Friday, May 29, 2009

Election Introspection

In the 2009 Indian general elections, the Indian National Congress (Congress) won 206 seats and the Bharatiya Janata Party (BJP) won 116 seats out of a total of 543 seats. Five years ago, the Congress and the BJP had won 145 and 138 seats respectively.

A jubilant Sonia Gandhi reiterated that Manmohan Singh will be Congress Party’s choice for the prime minister. Manmohan Singh will be the first Prime Minister after Jawaharlal Nehru to return to power after a full five-year term. In short, Indian electorate’s love affair with the Nehru-Gandhi family continued.

Most of the poll pundits had predicted a spilt verdict and regional parties would be crucial in forming the government. This was completely dismissed by the “Indian Voter” who chose stability over the change. The rejection of the Left and its brigade would be the best example for the decision made by the Indian electorate.

What went wrong for BJP or what clicked for Congress?

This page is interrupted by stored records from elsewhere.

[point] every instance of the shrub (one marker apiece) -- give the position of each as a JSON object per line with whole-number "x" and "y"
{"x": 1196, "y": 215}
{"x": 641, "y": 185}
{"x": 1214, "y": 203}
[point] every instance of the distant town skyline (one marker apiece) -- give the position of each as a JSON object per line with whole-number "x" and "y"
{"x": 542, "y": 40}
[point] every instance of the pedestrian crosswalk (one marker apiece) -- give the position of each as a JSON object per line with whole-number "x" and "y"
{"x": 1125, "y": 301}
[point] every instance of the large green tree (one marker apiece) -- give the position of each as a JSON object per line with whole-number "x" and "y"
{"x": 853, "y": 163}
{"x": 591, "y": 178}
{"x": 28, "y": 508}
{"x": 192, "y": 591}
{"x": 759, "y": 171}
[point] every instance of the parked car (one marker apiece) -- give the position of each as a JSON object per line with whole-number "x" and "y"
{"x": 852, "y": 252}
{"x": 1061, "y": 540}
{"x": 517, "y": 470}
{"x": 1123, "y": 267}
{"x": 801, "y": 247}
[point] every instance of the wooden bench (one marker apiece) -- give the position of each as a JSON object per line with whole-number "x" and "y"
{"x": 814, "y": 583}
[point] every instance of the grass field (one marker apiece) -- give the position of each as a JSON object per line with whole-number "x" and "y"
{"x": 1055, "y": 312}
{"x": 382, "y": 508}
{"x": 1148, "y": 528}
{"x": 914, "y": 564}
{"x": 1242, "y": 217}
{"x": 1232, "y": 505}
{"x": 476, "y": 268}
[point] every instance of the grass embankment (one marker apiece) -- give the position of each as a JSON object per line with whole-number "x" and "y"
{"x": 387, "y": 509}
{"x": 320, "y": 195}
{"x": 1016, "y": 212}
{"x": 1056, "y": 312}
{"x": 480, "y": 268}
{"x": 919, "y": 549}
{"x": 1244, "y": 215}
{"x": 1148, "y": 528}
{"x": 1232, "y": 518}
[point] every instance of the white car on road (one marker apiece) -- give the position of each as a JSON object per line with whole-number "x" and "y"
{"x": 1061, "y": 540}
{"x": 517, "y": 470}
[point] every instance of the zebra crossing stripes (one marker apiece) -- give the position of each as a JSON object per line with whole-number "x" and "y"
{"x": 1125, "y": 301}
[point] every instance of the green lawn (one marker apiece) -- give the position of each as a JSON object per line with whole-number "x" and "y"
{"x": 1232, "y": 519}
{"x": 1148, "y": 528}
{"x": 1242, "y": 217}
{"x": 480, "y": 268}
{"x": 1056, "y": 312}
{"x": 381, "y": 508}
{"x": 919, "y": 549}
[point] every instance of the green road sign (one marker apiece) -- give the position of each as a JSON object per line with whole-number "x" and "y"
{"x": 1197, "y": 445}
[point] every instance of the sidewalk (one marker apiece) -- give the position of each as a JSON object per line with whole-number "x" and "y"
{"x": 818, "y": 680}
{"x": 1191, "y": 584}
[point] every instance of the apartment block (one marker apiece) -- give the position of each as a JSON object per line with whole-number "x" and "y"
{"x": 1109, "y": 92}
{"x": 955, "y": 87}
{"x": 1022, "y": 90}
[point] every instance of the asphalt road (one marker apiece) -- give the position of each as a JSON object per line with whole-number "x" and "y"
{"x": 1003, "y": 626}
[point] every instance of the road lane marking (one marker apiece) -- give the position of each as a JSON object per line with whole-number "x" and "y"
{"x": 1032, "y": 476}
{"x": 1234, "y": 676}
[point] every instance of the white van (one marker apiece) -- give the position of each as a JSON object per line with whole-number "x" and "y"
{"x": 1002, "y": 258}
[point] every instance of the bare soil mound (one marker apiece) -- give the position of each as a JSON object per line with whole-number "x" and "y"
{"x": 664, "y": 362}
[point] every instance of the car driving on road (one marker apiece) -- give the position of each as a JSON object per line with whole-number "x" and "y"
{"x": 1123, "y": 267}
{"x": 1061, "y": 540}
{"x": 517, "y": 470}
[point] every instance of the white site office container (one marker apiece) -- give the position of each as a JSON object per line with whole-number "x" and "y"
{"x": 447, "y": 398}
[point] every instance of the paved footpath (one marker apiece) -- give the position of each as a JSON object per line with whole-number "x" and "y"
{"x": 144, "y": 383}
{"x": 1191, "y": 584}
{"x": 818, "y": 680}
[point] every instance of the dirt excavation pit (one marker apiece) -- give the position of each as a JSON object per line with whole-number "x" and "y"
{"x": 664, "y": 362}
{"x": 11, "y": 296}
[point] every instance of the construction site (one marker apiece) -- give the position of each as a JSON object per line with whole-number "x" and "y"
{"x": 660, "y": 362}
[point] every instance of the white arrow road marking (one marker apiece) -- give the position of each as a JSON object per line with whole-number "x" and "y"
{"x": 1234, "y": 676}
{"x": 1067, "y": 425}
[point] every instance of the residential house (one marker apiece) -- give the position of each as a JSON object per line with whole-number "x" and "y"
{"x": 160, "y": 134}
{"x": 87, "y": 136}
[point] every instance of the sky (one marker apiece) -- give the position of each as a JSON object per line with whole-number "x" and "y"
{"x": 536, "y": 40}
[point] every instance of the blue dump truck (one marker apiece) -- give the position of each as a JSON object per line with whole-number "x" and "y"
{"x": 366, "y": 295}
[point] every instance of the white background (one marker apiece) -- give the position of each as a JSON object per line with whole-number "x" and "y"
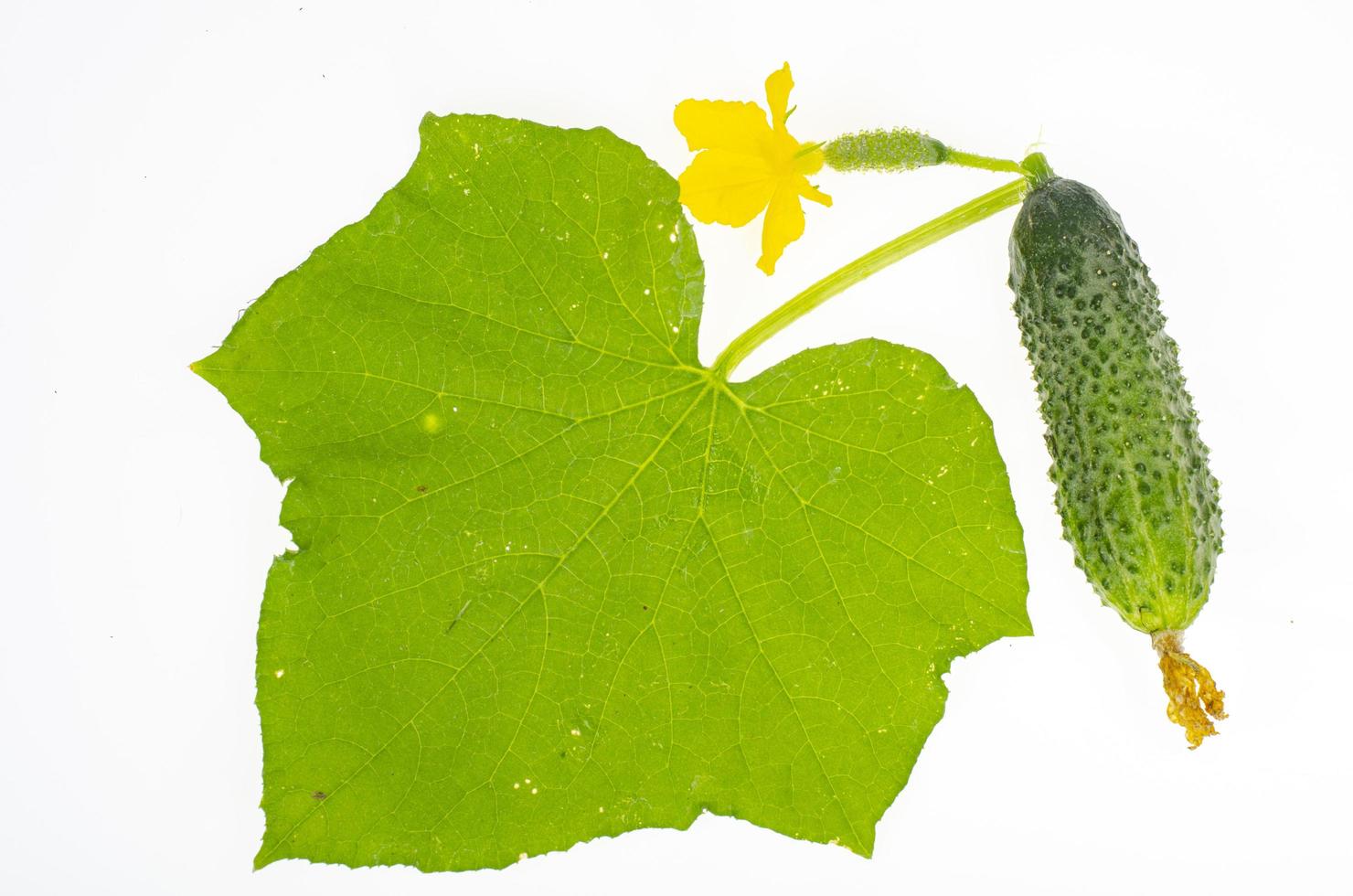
{"x": 161, "y": 164}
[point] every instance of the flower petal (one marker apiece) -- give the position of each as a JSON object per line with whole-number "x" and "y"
{"x": 777, "y": 95}
{"x": 809, "y": 191}
{"x": 738, "y": 127}
{"x": 726, "y": 187}
{"x": 783, "y": 224}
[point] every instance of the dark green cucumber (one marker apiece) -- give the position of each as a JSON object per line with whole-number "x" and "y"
{"x": 1136, "y": 499}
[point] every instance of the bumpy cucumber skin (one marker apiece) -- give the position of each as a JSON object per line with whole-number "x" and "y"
{"x": 1136, "y": 498}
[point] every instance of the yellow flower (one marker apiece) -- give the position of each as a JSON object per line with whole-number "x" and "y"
{"x": 749, "y": 165}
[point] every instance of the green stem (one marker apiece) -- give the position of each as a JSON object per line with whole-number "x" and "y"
{"x": 985, "y": 163}
{"x": 950, "y": 222}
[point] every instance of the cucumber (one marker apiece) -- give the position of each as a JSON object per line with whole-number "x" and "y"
{"x": 1138, "y": 502}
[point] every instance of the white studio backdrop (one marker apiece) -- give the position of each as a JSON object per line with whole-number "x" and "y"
{"x": 164, "y": 163}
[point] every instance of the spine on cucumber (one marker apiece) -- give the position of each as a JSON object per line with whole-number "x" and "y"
{"x": 1134, "y": 490}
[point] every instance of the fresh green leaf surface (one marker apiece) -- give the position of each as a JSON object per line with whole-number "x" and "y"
{"x": 554, "y": 580}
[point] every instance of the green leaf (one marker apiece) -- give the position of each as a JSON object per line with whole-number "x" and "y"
{"x": 552, "y": 578}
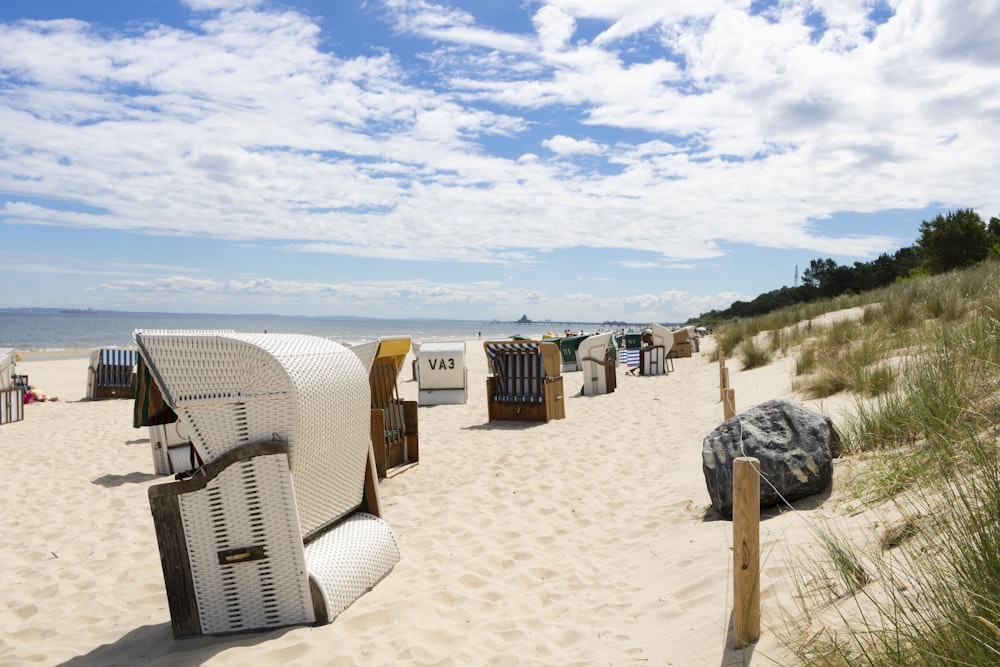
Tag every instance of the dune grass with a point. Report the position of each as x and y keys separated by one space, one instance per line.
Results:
x=923 y=363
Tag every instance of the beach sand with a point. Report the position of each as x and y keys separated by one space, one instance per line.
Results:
x=583 y=541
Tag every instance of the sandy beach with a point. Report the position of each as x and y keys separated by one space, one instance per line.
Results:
x=583 y=541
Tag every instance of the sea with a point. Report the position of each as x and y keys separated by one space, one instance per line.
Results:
x=96 y=329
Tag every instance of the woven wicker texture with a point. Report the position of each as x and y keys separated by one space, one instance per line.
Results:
x=249 y=504
x=230 y=389
x=349 y=561
x=591 y=356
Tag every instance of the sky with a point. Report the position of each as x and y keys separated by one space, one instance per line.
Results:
x=577 y=160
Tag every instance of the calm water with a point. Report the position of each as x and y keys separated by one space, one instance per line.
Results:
x=56 y=331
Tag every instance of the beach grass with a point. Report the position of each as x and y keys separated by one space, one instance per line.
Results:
x=921 y=363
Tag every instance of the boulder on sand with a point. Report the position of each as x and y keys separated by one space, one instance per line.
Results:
x=795 y=446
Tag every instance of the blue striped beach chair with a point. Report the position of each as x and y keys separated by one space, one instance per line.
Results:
x=525 y=381
x=111 y=373
x=11 y=394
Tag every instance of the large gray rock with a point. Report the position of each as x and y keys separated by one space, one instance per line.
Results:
x=795 y=446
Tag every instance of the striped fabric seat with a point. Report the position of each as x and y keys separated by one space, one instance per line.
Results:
x=524 y=375
x=518 y=370
x=115 y=368
x=628 y=356
x=111 y=373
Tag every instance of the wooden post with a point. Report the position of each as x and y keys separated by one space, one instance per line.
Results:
x=746 y=551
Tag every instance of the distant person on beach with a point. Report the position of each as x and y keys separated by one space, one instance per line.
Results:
x=35 y=396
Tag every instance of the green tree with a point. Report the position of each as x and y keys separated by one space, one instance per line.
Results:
x=953 y=241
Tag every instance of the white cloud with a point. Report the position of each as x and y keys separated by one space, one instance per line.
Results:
x=564 y=145
x=683 y=127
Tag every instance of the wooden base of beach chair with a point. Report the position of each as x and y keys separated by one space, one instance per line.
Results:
x=394 y=448
x=11 y=405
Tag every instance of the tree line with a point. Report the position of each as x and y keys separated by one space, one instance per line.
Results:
x=953 y=241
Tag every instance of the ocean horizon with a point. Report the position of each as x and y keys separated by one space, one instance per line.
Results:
x=52 y=329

There is a fundamental truth to political communication: it’s never aimed at the society’s elite. I believe that although the campaigns were successful in catching people’s attention once, but they did not convey any message to the public.

Online community is all about conversation and connection. Joining the conversation in a smart, appropriate way, and building those connections is really both an art and a science. It requires very good listening skills, and the ability to show respect to the people who are already in the room, so to speak. Online communities have personalities and inside jokes and dialects that are highly specific to them. So, if we have an ad running where our political leaders are pitching their political campaign, would the user take note of it? It won’t make a difference to the user since he/she is engrossed in the community discussions. Any ad which tries to convey something irrelevant to the community is seen as infringement into the private space.

The BJP ran an aggressive 360 degree campaign on mass media and digital media, but it didn’t work. The Congress ran a traditional campaign with less emphasis on online world; it focused more on movie songs, local rallies and the charisma of the Nehru-Gandhi family, and succeeded. BJP has lost in spite of its brilliant campaign, not because of it. BJP campaign used the right medium: social/digital but calling Manmohan Singh as weak leader made no impact.

The BJP’s campaign was perceived to be negative, filled with personal attacks against Prime Minister Manmohan Singh. Because the PM is perceived by the electorate to be clean and honest, these personal attacks backfired. Also, the media played a big role in making it look like Singh is handling Advani in tactful way.

BJP campaign managers are always disconnected with reality, if you recollect the India Shining campaign of 2004; it also failed to convert the campaign into votes.

Ok, let’s get back to basics. Five years in opposition should have led to soul-searching within the BJP and the enunciation of a clear strategy to tackle the Congress. That did not happen. The Congress managed public relations and the media better than the BJP. The BJP went for quick fix and tried to position itself in the online world. It failed to connect with youth of India since its campaign did not have a clear strong message. Bringing the black money back to India cannot be a poll issue and does not influence the nation as a whole.

The BJP had no striking agenda. Its issues — terrorism, inflation and unemployment — have ceased to be major issues. The only thing the BJP could think of was speak ominously of money in Swiss bank accounts and this rarely got beyond the English-speaking media.

2009 elections are over. Results are out and introspection has started. Political pundits are wondering whether this is the start of ‘Politics of Youth’ or ‘Death of Communal Politics’. That is the beauty of Indian politics — it is unpredictable. At the end of the day, the BJP was unpleasantly surprised and the Congress pleasantly.